Mais pas les gentils petits cauchemars où on se retrouve à poil devant sa classe. Non.
Plutôt ceux où je cours sur place pour fuir un tueur en série, ceux où j’essaie de déglinguer un violeur invincible avec un poignard sans lui causer le moindre mal, ceux où toute ma famille meurt dans d’atroces souffrances sous mes yeux, ceux où Ékiso me largue comme une merde et où je termine prostituée et héroïnomane, ceux où je démembre mon chien « par accident » (un classique me direz-vous).
(Voilà pourquoi cette catégorie se nomme « Insomnies ». Voilà pourquoi ma psy a pu s’acheter un yacht depuis qu’elle me connaît.)
Dans les bras de Morphée, j’ai donc passé une nuit fabuleuse, en me réveillant vers 4h du mat’ dans un sursaut et les larmes aux yeux. En quelques heures, j’avais perdu ma sœur et mon amoureux dans une impitoyable apocalypse.
Puis j’ai repris mes esprits, et j’ai constaté que tout allait bien. Avant de repenser à mon entretien tandis que Rodriguès me chatouillait l’estomac.

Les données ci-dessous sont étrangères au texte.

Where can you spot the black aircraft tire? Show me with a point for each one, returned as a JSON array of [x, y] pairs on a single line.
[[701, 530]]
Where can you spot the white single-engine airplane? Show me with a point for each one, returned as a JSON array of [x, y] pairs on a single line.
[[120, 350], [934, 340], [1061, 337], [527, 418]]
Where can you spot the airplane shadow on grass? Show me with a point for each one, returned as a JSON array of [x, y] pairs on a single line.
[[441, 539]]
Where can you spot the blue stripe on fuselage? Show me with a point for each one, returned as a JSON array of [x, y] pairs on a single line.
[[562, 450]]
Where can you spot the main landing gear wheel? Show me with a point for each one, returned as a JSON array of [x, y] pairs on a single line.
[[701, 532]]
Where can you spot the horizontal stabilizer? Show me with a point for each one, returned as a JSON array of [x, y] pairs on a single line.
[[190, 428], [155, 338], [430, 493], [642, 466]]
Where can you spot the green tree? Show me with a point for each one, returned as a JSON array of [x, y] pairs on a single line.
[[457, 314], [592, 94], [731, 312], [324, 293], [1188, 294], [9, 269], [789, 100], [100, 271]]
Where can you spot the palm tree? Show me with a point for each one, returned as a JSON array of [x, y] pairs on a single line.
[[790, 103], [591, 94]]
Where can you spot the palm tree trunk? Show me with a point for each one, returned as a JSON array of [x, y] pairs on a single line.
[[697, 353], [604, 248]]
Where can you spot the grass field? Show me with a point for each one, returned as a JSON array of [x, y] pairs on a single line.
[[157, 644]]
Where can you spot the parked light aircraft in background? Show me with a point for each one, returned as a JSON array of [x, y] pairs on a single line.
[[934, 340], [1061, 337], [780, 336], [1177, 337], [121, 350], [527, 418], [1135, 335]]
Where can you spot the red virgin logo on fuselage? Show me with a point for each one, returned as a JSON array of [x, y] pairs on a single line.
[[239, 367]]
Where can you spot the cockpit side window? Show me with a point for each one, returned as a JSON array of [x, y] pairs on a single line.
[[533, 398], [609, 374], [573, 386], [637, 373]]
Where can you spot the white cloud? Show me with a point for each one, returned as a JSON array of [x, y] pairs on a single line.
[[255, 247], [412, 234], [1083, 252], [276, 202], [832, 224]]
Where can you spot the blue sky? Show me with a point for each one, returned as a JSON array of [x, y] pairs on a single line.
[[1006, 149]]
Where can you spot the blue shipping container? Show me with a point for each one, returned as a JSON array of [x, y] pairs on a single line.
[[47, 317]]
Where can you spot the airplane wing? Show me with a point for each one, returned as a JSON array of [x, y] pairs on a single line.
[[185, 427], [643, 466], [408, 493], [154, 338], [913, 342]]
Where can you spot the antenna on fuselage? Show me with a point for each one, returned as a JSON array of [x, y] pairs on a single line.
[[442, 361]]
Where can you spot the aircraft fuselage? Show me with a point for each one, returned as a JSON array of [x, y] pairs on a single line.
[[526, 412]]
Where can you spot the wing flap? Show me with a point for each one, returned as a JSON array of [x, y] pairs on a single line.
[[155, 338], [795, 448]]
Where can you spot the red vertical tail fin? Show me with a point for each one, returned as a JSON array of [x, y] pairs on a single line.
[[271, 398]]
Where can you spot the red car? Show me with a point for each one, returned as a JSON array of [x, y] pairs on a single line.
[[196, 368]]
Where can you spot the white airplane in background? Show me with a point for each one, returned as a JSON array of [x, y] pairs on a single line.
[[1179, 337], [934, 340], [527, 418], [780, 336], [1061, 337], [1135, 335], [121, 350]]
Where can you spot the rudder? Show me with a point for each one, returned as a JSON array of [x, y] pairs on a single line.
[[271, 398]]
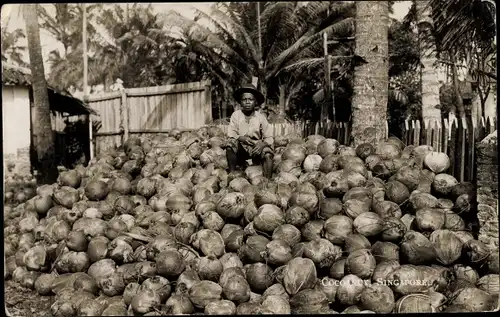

Et quelques secondes plus tard, j’ai réalisé que j’avais de la chance d’avoir une belle vie, entourée de gens bien (ce qui n’a pas toujours été le cas), et d’amour fraternel, romantique, et canin.
Quant à ce job de rêve, je l’aurai ou pas. Et si je l’ai pas, je trouverai un autre job de rêve.
Dans l’intervalle, si on ne me diagnostique aucun cancer, si personne autour de moi ne meurt trucidé par le fils de Ted Bundy, qu’aucun violeur immortel ne vient m’agresser, et que Walo garde ses quatre pattes bien attachées, je m’estimerai heureuse.